Earlier this week, I chatted with a professional “Active Trader” who had spent his career taking advantage of short-term price movements on highly liquid markets like stocks, currencies, options, and derivatives.
I suppose “Active” may be a slight misnomer here. This particular individual was currently on a very extended, very unwanted garden leave.
A year and 2 months ago he’d taken a package at his firm (which eventually imploded) as they sought to thin their ranks of traders — and he’s been looking for work ever since.
He explained that there were fewer and fewer roles for Active Traders in equities. Besides the rise of Algorithmic High Frequency Trading as a more efficient solution (leaving little room for the vagaries of human errors) his gripe was obvious:
“It’s impossible to make a real living as an active trader in an equity market where there is literally no volatility anymore.”
Apparently, 2017 was the least volatile year in the equities market since 1964. Just 6.8% volatility, which is nary enough for an active trader to make any sort of living.

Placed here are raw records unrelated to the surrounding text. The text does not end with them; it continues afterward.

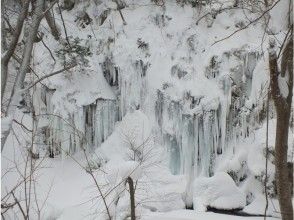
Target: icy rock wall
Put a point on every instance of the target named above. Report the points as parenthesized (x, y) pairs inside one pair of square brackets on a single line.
[(85, 128), (195, 133)]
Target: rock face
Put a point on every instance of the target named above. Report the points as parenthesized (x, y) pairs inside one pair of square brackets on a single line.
[(219, 192), (199, 100)]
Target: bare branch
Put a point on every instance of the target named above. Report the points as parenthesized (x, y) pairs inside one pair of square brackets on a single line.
[(246, 26), (49, 75)]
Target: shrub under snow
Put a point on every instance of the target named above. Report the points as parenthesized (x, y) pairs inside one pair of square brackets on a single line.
[(218, 191)]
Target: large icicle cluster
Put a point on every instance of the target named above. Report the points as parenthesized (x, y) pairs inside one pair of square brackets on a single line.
[(87, 127), (195, 132)]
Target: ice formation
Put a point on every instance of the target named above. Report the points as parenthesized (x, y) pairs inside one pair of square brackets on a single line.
[(218, 192)]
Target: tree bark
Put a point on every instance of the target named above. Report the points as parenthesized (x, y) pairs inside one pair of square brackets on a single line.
[(11, 47), (132, 198), (55, 31), (19, 81), (283, 109)]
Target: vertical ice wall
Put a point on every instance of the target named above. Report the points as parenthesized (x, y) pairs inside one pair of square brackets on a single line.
[(86, 127), (194, 139)]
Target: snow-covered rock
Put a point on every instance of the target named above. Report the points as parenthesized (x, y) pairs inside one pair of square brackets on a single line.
[(218, 192)]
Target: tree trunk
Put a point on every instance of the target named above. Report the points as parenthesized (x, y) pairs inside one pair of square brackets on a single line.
[(11, 48), (19, 81), (55, 31), (283, 109), (132, 198)]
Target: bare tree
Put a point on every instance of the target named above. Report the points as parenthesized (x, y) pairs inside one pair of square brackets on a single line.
[(282, 96), (12, 45)]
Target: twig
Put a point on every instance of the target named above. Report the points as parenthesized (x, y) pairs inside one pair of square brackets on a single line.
[(63, 24), (49, 75), (19, 206), (246, 26), (22, 125), (266, 155)]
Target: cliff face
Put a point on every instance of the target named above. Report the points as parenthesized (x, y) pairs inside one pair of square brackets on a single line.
[(200, 97)]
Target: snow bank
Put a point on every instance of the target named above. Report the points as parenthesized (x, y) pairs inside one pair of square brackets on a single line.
[(218, 192)]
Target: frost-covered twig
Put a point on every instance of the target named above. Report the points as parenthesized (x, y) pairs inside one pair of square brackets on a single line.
[(247, 25), (49, 75)]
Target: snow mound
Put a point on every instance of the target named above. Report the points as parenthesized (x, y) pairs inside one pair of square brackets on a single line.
[(218, 192)]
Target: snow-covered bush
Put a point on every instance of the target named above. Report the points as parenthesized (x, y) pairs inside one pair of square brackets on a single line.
[(219, 192)]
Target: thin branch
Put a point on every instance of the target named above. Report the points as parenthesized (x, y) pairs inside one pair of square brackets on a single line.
[(246, 26), (49, 75), (22, 125)]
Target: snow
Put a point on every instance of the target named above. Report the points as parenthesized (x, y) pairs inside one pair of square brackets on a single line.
[(218, 192), (191, 215), (172, 115)]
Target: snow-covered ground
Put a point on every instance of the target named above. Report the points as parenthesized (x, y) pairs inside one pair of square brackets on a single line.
[(156, 100)]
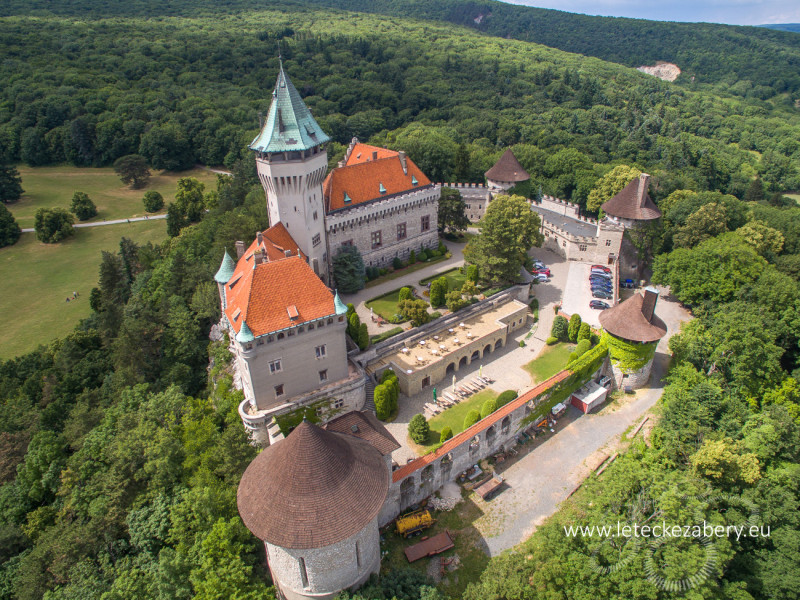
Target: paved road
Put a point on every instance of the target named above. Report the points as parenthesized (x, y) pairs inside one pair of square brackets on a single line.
[(103, 223), (544, 478)]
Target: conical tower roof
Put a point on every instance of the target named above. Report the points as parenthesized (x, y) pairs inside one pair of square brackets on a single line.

But then there’s the crypto market — which completely redefines the concepts of volatility:
- Holy Smokes! XRP goes up 33% in one day— which worthy of but a single raised eyebrow because its price went up 28,000% in 2017 alone;
- At the end of December 2017 BTC’s price downshifted by $3,000 in a single day, eventually touching $9,000 in early 2018, but then over a few more days rises again to $12,500.
Here’s the simple truth:
For equities, the Bears and Bulls are cycles of years or months. For cryptocurrencies, the Bears and Bulls are cycles of days and hours.
That shouldn’t be considered a weakness; the bear/bull rhythm of cryptocurrencies — the crushing pace of its volatility — are its strength. Massive swings are a benefit.
It speaks to those who appreciate risk; who are fearless in the face of fluctuations (FFF); who couldn’t be more bored by a stock ticker dribbling up and down pennies at a time.
This is why cryptocurrency is the gift to a whole new generation of investors: the Millennials.
The Millennials have yet to have their opportunity to make riches. They never saw 5% interest in a savings account. They’ve been squeezed and burdened by student debt. They missed the real estate boom; hell, they came of age during the housing crisis which soured them greatly to government, control — and of course, equities.
Sure, Millennials gave equities a shot. They started by shunning in-the-flesh wealth managers for rob-advisors like Wealthfront (why not let the computer try to make $ while you go hang gliding?); for those who wanted a hands-on high, they gamified their day-trading habit with Robinhood, an app that lets you buy and sell equities commission-free as if it were monopoly money.
But it was still equities. And equities didn’t move fast enough. Equities require patience. Who has time for that?
In September 2017 — when Bitcoin was still at $4600 — Charlie Bilello, director of research at Pension Partners noted that “Bitcoin and U.S. stocks don’t move together on a daily basis. They are basically independent of each other and I don’t see any fundamental reason for bitcoin and stocks to have a negative relationship.”
On January 16, 2018, gold coin sales increased fivefold, the same time cryptocurrencies were crashing 40%. And that very well may be indicative of an inverse correlation between the two investment vehicles.
For those who trade in gold, this is an opportunity: to swim in the same pool of volatility as cryptocurrency. While gold has always had some volatility, this provides a new sense of relevance —gold was the bracelet you bought or a hedge against oil or bonds. It was lumped in with housing and savings and traditional equities. Now it’s in the spotlight along with cryptocurrency.
If I were an equities trader — maybe even one who has been out of work — I might long for the day when equities correlated, inversely or directly, with cryptocurrencies to provide them the much needed volatility boost.
The volatility of cryptocurrencies. That is the gift.